If you wanted to create new genres instead of just new songs, I suppose you could feed such an algorithm only content from 2 genres, but it's likely that its output will be in one genre or the other, rather than right in between. You'd probably have to modify any open-source program you used as a starting point (working-as-intended adversarial models will reject genre-benders if they don't exist in the original data). If you had an AI that generated musical scores rather than audio, you could certainly design it to pull e.g. "rhythm" data from one genre, and "harmonic" data from another. You probably want the AI to learn what each genre means on its own, rather than trying to define it yourself. I do believe that your goal could be done. AI is a huge topic that I barely understand, but maybe with a few years of research, you may be able to answer your second question.

  • Thanks Edward, if my original post wasn't clear I'm not asking about software code that can produce sheet music or chord charts in a "new" genre but rather audio. So it would be given an MP3 audio sample from genre A and an audio sample from genre B and mix or blend the two to produce audio in genre C. But step 1 is to be able to define (in computer terms), what a "genre" actually is. I'm not sure that musicologists and computer scientists have accomplished even that yet. Maybe someone here knows that answer.
    – Steve
    Commented Aug 7, 2022 at 1:13
  • 1
    Generally, these AIs require large data sets. I don't think it's even possible to quantify a genre from a single song, much less create a program that can do it. A more realistic goal might be an AI that will generate a new song from 1000 examples in genre A, and 1000 examples in genre B. Maybe an ideal program would only need 20-30. OpenAI Jukebox used over 1 million examples in their dataset.
    – Edward
    Commented Aug 7, 2022 at 1:19
  • I'm not limiting the size of the training sets in any way.

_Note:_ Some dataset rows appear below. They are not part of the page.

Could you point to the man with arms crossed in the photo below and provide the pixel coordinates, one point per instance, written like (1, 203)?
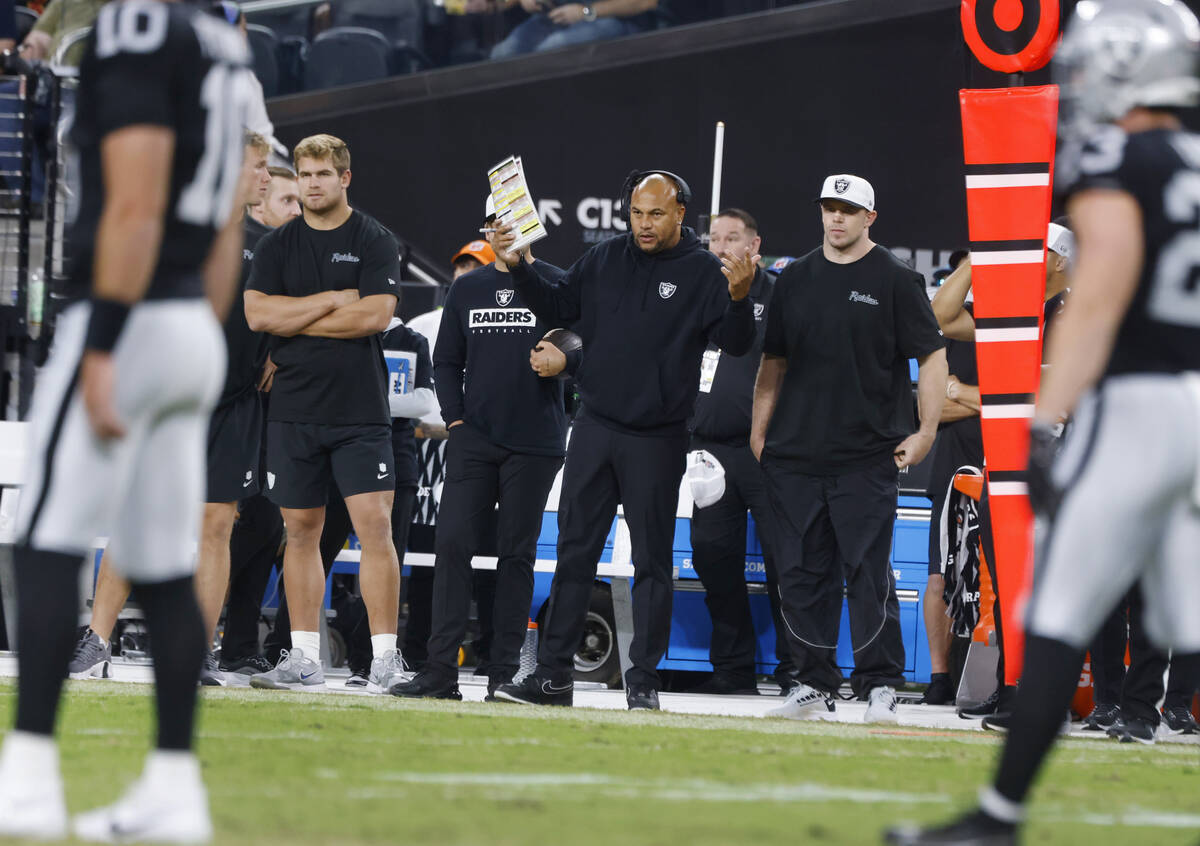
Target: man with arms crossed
(121, 409)
(325, 286)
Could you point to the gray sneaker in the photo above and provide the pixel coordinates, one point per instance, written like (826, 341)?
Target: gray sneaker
(387, 671)
(91, 658)
(210, 673)
(294, 671)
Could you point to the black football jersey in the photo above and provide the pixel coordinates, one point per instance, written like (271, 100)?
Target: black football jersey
(163, 64)
(1161, 169)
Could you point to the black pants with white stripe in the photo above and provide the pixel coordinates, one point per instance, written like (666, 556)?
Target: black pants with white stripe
(834, 537)
(481, 475)
(606, 467)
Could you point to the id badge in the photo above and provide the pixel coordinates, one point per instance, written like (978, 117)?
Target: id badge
(708, 370)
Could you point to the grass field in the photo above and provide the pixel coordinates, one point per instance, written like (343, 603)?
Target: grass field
(295, 768)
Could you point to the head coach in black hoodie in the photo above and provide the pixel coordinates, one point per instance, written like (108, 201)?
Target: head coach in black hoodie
(646, 306)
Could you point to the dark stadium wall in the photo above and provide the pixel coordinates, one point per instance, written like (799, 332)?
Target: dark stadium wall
(877, 100)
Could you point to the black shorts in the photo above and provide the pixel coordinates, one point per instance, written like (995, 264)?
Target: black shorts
(304, 459)
(235, 432)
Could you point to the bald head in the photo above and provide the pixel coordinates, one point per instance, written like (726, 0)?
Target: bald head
(655, 216)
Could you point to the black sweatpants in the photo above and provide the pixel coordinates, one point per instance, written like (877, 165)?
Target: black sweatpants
(1139, 688)
(718, 555)
(481, 475)
(606, 467)
(253, 545)
(834, 533)
(1183, 681)
(333, 538)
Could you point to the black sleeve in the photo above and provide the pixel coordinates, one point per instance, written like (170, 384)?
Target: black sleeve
(556, 304)
(916, 328)
(450, 361)
(132, 76)
(424, 365)
(775, 339)
(267, 271)
(381, 267)
(9, 19)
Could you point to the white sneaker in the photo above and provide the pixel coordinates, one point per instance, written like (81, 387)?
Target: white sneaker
(293, 672)
(387, 671)
(804, 703)
(31, 803)
(167, 804)
(881, 706)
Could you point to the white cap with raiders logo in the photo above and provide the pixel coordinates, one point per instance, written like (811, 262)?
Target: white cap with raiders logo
(849, 189)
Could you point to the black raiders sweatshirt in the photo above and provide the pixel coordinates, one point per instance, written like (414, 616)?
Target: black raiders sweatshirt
(481, 371)
(646, 321)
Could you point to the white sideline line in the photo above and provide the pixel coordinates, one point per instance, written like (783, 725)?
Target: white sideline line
(675, 790)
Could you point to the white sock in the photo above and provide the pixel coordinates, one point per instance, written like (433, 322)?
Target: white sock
(381, 645)
(172, 767)
(34, 756)
(307, 642)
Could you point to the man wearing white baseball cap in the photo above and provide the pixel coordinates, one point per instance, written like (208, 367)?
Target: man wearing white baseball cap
(833, 426)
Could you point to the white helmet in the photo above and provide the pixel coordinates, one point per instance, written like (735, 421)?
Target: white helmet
(1119, 54)
(706, 478)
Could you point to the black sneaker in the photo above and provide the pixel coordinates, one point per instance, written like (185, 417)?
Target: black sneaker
(1134, 730)
(724, 684)
(427, 687)
(973, 829)
(940, 691)
(641, 697)
(1179, 720)
(537, 690)
(210, 673)
(1000, 700)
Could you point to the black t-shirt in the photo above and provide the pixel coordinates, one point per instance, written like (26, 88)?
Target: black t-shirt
(481, 364)
(165, 65)
(847, 333)
(328, 381)
(247, 349)
(1161, 329)
(403, 443)
(724, 405)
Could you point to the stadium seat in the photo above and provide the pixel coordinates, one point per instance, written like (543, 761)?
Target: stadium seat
(265, 49)
(25, 21)
(403, 27)
(292, 54)
(345, 55)
(285, 22)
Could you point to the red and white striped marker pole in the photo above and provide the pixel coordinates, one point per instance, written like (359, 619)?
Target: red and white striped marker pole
(1008, 138)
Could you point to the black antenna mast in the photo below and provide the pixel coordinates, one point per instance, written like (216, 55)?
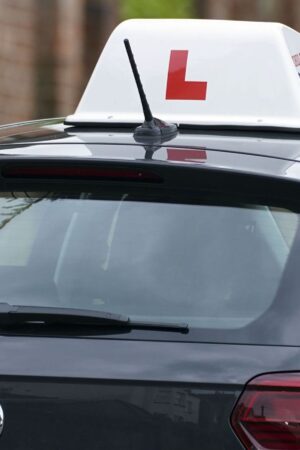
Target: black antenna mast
(152, 128)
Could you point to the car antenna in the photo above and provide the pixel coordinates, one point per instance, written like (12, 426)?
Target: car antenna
(152, 130)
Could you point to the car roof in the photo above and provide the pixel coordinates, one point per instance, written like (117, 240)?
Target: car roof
(265, 153)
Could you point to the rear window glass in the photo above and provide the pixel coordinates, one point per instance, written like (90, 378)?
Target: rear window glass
(215, 265)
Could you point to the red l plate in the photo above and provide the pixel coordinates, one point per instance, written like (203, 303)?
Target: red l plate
(177, 87)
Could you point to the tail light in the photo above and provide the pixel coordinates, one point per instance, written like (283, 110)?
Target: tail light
(267, 415)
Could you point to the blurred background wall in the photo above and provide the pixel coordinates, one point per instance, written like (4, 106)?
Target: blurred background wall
(48, 48)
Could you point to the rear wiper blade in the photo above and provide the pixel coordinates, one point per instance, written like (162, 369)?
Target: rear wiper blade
(17, 315)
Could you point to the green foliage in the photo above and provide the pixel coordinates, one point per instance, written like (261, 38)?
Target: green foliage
(155, 9)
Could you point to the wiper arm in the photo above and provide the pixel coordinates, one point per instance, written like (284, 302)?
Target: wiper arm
(18, 315)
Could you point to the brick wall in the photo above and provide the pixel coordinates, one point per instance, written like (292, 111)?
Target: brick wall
(17, 56)
(47, 51)
(48, 48)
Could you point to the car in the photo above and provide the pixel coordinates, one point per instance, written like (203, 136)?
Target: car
(149, 267)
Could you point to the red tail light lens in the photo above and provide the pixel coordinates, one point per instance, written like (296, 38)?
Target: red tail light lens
(61, 172)
(267, 415)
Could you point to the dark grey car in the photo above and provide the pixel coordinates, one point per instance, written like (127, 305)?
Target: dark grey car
(140, 295)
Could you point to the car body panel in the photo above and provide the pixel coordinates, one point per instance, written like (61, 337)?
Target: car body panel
(139, 389)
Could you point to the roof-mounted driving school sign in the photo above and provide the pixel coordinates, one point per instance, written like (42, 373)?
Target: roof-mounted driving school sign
(198, 72)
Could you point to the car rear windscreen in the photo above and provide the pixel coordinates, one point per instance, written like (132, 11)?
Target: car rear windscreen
(218, 265)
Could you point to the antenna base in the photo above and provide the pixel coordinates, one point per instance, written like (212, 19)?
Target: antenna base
(155, 130)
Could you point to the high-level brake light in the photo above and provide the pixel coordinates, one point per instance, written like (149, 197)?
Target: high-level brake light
(267, 415)
(83, 173)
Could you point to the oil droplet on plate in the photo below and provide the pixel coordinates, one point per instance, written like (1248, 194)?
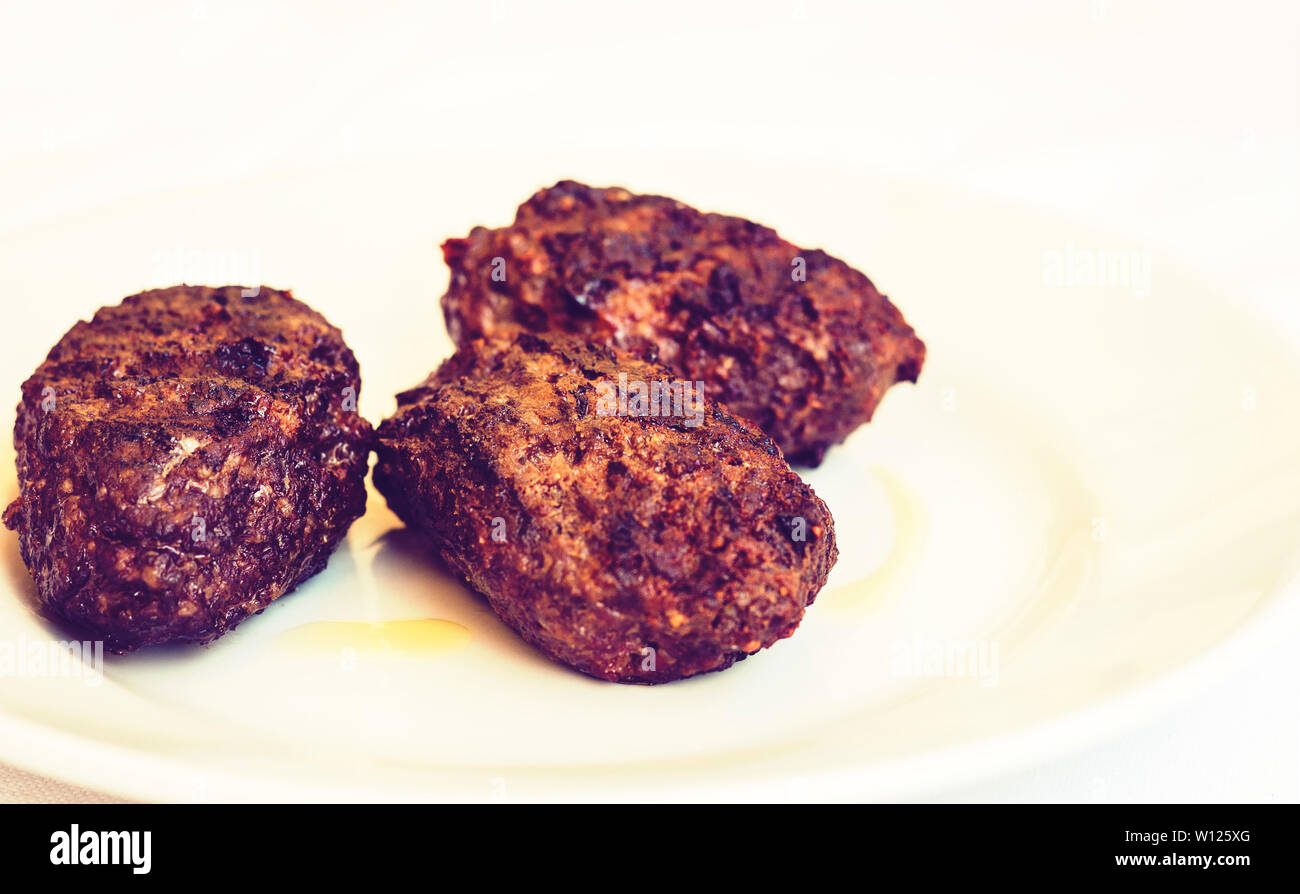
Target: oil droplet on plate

Let's say it is trained on 1000 examples of rock and 1000 of blue grass; or 10 million of each. When asked to blend 1 example of rock with 1 example of bluegrass the question is would it arrive at rockabilly? If this has been attempted and the answer is no, then I think we can say more AI research is required. I just don't know if it has been attempted.
    – Steve
    Commented Aug 7, 2022 at 1:57
  • To whoever downgraded because he doesn't see how this would be useful. Here are 2 answers 1) basic music and human psychology research with possible benefits in music therapy and 2) new genres can take years or decades or more to develop often by accident and random chance. If such a tool existed new genres could be developed and explored much faster, perhaps in days.
    – Steve
    Commented Aug 7, 2022 at 2:05
  • 2
    @Steve I think he means that he doesn't like the or the answer question but doesn't understand enough that he could express in words why he doesn't like it. To me the question sounds more like profound lack of research, but this answer is really good.